The findings of the conditional probability heat maps showed that for the considered ESs high levels of predicted trade-offs appeared to be associated with low patch area and low to moderately low connectivity. There is therefore an expectation that in areas with low patch area and low to moderately low connectivity, for the considered ESs, trade-offs between services will be high and thus result in a decrease in ES provision. This implies that large habitat patches and high landscape connectivity provide more synergies. Patch type (i.e. natural or semi-natural habitats) is also important as not all patches are (natural) habitats and habitat quality influences the supply of ESs and species. Our findings may be relevant in the design of increased connectivity through blue-green infrastructure.

An additional consideration is that the implications of connectivity for the resilience of ESs are complicated by the fact that socio-ecological processes operate simultaneously at different scales. Drivers may operate at local, regional and global scale. Connectivity may safeguard ecosystem services against a disturbance either by facilitating recovery or by constraining locally the spread of a disturbance (Dakos et al. 2015). At the same time, highly connected systems increase the potential for disturbances to spread. Changes to landscape connectivity and the provision of services can depend on the scale at which ESs are altered. An understanding of the possible effects of disturbances and hazards in urban areas on multiple ESs is vital in sustainable cities for building and ensuring a resilient supply of ESs.

The BBN modelling approach offers an advantage to other modelling methods as it combines the possibility to use empirical data and expert knowledge (Landuyt et al. 2013; Van der Biest et al. 2014). The general framework can be applied to other potential drivers that influence ES trade-offs and synergies. This may provide a better understanding of the effects of drivers on ES trade-offs and synergies, through complex interactions with different species and processes, and an understanding of the relationships among ESs and the mechanisms behind these relationships, whether the services are responding to a shared driver or interacting (Bennett et al. 2009).

Conclusions

The present study assessed the influence of connectivity on ES trade-offs and synergies at a fine (2 m) spatial resolution, at a landscape scale (> 100 km2). We demonstrated that by applying a BBN modelling approach the influence of landscape and habitat structural features on ES trade-offs and synergies can be tested. Our models performed with error rates similar to BBN models used in other environmental contexts. The approach provides useful information on the sensitivity of ES trade-offs and synergies to different landscape structural features.

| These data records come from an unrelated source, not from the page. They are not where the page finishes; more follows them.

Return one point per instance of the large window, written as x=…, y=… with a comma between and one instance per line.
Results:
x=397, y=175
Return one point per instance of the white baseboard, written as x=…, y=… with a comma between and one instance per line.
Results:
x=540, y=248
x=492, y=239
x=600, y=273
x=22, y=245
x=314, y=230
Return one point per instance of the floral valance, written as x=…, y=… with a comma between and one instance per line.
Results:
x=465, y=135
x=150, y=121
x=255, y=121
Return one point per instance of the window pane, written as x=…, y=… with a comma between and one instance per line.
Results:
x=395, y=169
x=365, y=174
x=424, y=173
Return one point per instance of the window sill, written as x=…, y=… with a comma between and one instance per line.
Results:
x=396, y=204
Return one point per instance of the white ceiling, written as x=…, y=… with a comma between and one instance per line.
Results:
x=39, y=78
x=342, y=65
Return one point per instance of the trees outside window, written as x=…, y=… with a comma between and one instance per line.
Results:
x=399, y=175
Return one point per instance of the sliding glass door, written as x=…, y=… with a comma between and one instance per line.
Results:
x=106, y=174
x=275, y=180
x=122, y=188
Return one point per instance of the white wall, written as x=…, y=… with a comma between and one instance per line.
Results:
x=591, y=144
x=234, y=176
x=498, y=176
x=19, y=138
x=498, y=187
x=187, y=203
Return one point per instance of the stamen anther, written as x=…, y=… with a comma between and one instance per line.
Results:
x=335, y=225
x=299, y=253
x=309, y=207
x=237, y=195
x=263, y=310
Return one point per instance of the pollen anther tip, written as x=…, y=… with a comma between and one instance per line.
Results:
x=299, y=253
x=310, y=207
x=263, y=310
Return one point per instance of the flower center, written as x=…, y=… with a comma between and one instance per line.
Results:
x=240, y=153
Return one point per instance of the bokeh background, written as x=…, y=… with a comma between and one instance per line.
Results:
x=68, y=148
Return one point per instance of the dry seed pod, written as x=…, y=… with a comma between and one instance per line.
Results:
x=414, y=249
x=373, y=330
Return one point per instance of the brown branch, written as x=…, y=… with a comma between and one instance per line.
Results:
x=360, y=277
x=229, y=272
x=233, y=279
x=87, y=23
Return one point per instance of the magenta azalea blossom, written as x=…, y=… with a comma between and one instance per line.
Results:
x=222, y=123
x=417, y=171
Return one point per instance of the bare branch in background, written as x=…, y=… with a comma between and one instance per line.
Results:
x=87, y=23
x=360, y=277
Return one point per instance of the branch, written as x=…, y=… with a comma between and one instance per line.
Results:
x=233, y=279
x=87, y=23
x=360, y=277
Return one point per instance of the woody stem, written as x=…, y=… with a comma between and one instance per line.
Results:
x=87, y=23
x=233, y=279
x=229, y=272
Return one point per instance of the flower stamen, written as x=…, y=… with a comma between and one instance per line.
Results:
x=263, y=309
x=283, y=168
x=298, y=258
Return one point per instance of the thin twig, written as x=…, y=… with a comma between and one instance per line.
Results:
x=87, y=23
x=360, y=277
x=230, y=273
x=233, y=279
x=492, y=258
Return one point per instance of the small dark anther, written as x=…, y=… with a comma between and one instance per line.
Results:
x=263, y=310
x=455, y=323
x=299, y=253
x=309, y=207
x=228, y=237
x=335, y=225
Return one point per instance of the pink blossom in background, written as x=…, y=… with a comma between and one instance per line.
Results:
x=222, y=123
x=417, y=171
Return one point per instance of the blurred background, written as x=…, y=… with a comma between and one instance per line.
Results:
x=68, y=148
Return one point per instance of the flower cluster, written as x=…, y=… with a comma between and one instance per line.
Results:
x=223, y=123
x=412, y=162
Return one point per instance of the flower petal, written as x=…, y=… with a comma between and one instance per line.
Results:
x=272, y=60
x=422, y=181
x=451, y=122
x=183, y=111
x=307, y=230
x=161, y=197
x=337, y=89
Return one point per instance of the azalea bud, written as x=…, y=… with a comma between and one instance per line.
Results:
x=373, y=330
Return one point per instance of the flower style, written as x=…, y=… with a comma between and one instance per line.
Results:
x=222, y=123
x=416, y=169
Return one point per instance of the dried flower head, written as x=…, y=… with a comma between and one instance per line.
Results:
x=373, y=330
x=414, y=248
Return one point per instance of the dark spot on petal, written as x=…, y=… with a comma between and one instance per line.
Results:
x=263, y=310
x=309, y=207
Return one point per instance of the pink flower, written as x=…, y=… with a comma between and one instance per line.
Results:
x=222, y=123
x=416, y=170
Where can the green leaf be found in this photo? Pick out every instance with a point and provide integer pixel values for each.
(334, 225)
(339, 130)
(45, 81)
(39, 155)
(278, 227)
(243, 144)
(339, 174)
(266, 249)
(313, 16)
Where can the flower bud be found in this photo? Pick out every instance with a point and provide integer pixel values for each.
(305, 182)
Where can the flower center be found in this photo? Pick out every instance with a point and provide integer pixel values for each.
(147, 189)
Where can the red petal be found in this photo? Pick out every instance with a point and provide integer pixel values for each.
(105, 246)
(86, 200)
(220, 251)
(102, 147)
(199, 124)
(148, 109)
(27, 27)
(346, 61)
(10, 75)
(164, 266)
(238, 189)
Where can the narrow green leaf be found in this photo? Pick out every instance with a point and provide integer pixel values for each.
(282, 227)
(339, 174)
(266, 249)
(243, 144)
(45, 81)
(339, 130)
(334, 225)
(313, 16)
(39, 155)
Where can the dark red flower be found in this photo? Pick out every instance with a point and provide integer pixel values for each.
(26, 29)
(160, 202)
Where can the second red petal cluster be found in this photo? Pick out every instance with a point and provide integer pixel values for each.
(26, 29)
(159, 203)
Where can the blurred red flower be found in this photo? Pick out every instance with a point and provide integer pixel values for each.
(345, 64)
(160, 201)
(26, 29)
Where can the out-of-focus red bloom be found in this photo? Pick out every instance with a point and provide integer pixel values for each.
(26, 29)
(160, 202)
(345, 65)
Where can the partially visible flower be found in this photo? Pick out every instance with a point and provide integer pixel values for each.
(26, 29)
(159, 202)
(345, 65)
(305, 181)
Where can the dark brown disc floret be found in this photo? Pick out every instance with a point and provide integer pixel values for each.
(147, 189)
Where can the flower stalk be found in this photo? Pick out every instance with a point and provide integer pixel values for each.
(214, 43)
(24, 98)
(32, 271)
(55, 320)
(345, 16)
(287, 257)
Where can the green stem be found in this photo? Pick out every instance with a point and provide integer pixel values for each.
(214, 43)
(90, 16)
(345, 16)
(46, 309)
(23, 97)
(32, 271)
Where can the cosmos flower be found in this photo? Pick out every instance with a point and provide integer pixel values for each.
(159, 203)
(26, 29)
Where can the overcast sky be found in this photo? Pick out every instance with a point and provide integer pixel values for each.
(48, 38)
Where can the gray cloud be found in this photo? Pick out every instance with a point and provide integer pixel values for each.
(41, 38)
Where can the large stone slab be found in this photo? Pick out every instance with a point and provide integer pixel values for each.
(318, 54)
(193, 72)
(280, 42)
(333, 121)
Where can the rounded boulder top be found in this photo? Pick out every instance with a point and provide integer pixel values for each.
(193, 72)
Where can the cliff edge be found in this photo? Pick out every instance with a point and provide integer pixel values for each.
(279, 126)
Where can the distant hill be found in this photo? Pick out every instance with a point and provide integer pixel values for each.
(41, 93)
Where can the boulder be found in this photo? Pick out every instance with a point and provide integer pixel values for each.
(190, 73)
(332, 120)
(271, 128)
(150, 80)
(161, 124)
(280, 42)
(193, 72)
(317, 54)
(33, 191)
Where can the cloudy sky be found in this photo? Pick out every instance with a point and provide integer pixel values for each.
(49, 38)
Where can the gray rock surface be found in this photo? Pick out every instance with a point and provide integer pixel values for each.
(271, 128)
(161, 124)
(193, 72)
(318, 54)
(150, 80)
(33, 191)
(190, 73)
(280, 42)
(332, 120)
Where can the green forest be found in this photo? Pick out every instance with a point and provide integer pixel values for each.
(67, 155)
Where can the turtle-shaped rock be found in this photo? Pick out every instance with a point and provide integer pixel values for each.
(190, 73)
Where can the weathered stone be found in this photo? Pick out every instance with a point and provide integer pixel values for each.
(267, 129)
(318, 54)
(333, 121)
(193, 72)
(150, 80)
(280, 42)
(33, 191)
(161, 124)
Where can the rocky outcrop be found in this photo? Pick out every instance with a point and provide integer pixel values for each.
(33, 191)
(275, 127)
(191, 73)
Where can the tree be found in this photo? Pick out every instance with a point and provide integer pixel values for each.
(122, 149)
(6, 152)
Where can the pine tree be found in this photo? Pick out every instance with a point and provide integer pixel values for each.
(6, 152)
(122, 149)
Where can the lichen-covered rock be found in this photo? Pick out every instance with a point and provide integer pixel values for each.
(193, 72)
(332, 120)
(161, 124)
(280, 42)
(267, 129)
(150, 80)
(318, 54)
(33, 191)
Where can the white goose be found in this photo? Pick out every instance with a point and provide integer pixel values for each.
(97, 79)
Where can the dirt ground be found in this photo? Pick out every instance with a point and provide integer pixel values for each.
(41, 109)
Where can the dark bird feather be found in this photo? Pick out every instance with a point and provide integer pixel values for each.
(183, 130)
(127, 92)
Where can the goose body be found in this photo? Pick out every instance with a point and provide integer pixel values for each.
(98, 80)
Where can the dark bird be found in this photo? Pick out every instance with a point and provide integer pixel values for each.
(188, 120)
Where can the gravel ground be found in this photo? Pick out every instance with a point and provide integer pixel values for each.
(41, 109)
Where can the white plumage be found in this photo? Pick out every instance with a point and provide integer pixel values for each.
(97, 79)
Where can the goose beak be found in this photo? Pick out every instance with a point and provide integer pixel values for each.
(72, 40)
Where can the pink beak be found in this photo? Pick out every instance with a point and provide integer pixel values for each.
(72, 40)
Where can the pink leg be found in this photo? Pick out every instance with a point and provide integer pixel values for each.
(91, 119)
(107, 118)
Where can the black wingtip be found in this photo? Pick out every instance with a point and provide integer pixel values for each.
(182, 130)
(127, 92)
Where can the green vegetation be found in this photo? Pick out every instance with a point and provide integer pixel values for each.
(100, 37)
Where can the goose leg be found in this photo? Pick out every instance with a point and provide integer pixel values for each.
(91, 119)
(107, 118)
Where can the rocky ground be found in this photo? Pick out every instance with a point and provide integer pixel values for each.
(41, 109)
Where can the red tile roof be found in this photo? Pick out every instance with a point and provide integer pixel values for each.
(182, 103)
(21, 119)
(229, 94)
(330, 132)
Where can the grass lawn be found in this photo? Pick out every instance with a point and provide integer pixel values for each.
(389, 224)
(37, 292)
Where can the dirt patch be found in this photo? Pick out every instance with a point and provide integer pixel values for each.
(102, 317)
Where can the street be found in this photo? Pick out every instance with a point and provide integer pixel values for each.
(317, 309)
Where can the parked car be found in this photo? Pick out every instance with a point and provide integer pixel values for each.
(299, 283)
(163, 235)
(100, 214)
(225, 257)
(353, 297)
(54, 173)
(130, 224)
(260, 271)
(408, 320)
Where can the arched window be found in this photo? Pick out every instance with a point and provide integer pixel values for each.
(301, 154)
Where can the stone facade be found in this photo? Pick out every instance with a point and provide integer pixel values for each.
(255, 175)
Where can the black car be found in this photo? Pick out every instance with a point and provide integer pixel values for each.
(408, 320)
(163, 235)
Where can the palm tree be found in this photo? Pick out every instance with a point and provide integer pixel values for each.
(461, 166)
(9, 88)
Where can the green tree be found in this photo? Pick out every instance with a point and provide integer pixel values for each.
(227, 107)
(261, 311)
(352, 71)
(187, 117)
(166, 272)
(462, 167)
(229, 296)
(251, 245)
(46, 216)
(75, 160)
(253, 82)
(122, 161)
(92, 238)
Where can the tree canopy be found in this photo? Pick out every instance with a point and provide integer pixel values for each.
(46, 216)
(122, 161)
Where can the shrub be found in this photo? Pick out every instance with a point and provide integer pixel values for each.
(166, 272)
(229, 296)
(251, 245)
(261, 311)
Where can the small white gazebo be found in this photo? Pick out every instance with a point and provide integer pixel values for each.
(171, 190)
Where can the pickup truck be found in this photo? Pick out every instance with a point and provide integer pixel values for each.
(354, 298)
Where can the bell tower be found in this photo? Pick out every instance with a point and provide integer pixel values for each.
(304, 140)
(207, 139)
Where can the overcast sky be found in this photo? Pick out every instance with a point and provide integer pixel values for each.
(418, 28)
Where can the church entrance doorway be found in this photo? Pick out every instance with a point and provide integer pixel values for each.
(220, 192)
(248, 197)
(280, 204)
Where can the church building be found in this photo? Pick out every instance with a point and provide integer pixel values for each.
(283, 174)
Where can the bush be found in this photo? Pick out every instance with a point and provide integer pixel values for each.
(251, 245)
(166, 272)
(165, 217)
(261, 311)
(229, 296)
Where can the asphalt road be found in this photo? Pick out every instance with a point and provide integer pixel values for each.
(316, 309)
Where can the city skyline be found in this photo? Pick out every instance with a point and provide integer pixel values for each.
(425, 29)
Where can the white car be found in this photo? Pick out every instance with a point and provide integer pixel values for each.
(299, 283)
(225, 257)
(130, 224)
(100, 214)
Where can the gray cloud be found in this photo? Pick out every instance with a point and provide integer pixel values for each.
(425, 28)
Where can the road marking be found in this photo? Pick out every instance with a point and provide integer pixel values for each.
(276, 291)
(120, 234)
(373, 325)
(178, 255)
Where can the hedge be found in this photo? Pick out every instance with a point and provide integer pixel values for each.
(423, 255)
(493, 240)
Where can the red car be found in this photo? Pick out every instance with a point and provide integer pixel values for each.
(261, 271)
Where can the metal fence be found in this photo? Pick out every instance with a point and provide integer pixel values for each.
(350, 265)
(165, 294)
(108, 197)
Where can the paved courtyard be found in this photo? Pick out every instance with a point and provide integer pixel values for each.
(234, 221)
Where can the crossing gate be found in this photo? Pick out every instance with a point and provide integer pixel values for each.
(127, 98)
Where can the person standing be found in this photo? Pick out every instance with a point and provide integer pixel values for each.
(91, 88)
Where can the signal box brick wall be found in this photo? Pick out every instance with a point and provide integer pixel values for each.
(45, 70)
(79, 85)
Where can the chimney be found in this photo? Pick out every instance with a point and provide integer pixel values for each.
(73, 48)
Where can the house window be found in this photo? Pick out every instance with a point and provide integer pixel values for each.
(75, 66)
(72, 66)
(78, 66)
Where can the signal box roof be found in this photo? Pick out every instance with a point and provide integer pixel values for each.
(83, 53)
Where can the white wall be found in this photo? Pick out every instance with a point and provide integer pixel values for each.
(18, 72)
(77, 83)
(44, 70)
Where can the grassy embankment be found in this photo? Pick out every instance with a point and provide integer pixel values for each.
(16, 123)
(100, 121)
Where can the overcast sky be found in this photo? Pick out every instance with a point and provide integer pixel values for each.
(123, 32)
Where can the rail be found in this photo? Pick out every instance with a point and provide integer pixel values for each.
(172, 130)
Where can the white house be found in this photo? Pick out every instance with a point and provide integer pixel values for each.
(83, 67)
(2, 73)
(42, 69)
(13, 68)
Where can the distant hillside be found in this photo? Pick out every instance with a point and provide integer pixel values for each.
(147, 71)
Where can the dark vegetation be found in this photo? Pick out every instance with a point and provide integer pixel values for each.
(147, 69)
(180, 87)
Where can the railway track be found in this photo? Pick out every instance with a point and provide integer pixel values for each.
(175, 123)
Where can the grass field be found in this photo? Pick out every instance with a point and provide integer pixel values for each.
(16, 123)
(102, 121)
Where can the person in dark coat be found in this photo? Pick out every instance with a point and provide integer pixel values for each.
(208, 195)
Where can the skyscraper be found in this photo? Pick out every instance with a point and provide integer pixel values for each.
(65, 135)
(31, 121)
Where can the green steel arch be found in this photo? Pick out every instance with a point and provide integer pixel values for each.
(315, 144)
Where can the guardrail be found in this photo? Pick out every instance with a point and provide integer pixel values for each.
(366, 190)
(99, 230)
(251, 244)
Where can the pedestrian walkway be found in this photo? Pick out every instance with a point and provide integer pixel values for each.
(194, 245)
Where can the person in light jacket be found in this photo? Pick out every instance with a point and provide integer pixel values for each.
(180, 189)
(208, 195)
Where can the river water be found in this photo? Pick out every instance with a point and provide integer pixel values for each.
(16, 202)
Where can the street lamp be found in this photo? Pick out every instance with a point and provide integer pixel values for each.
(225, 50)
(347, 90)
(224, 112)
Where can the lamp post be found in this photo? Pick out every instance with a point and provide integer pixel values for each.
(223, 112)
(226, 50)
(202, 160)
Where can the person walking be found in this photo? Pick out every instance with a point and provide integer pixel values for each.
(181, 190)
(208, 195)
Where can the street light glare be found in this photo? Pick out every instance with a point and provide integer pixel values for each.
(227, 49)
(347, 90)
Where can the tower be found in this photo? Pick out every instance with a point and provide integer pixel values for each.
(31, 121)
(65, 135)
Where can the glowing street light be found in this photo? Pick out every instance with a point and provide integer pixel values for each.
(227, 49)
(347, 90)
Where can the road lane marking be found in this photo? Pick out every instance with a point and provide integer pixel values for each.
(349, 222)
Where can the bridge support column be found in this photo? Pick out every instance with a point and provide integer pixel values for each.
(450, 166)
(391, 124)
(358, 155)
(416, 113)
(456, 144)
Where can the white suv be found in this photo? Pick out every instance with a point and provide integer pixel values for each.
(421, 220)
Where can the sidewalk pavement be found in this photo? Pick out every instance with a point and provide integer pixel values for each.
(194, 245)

Our findings showed that patch area and connectivity exerted a strong influence on ES trade-offs and synergies and support the principle that, broadly, large and better-connected patches of vegetation increase ES provision and bird abundance in urban areas. Connectivity was found to be the most influential variable in determining two of three ES trade-offs and synergies. Low patch area and low to moderately low connectivity were associated with high levels of ES trade-offs and synergies predictions. In this study landscape connectivity affected multiple ESs and may form bundles.

Landscape management requires an understanding of how landscape connectivity affects ESs and their interactions. A BBN modelling approach may provide an effective solution to test the potential factors that drive ES trade-offs and assess how ES trade-offs respond to the variation of urban landscape structural features, and thereby relevant to landscape-scale research and ES management. BBNs are important tools for assisting in decision-making and scenario testing, and for urban planning. Further research is needed to understand how ecological networks enhance the resilience of urban ESs.